The question is: if you've got a fixed amount of money, what's the best thing to do with it? Is it to give Gina Rinehart more handouts, which is what the government did, with Labor support, when they passed their tax-cuts-for-millionaires package, or is to ask those big corporations and billionaires to stop dodging tax and pay their fair share so that we can get dental into Medicare, put a roof over everybody's head and make education free again? That is how we give our young people real freedom. That is how we give them the opportunity to grow and come out of this pandemic with a secure job and a good education. At the moment the future for young people looks pretty bleak. They're facing a climate crisis, which this government is intent on making worse. They can't get into the housing market, because this government is giving billions of dollars in tax breaks to people who already own two or three houses, and that's pushing up prices. If you're a young person at the moment, you graduate into a world of insecure work and unaffordable housing, with a bigger debt around your neck because the government has made it more extensive to go to university. If you're a young person at the moment, you try to do what the government tells you is the right thing and you come out into a very harsh world of insecure work, unaffordable housing, a climate crisis and high debt from going to university.
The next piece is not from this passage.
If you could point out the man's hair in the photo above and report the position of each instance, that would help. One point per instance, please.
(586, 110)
We could fix all of that if we just had the guts to stand up to the big corporations who pay no tax and make them pay their fair share, to stand up to the billionaires and say, 'It's time you paid your fair share of tax as well.'

While two million people now find themselves without a job or without enough hours of work, the billionaires in this country actually increased their wealth during the course of this pandemic. Not only did one in three big corporations continue to pay no tax, but the government actually gave many of them handouts. The big corporations got handouts in the form of JobKeeper, and they're going to get them with the JobMaker hiring credits as well. During this pandemic, inequality has increased. That has been the deliberate design of the government. Part of that design has been the attack on higher education. We've got to reverse it, and we can reverse it. Stand up. Make the big corporations and the billionaires pay their free share of tax. Let's have free education, put a roof over everybody's head and make sure that no-one in this country lives in poverty.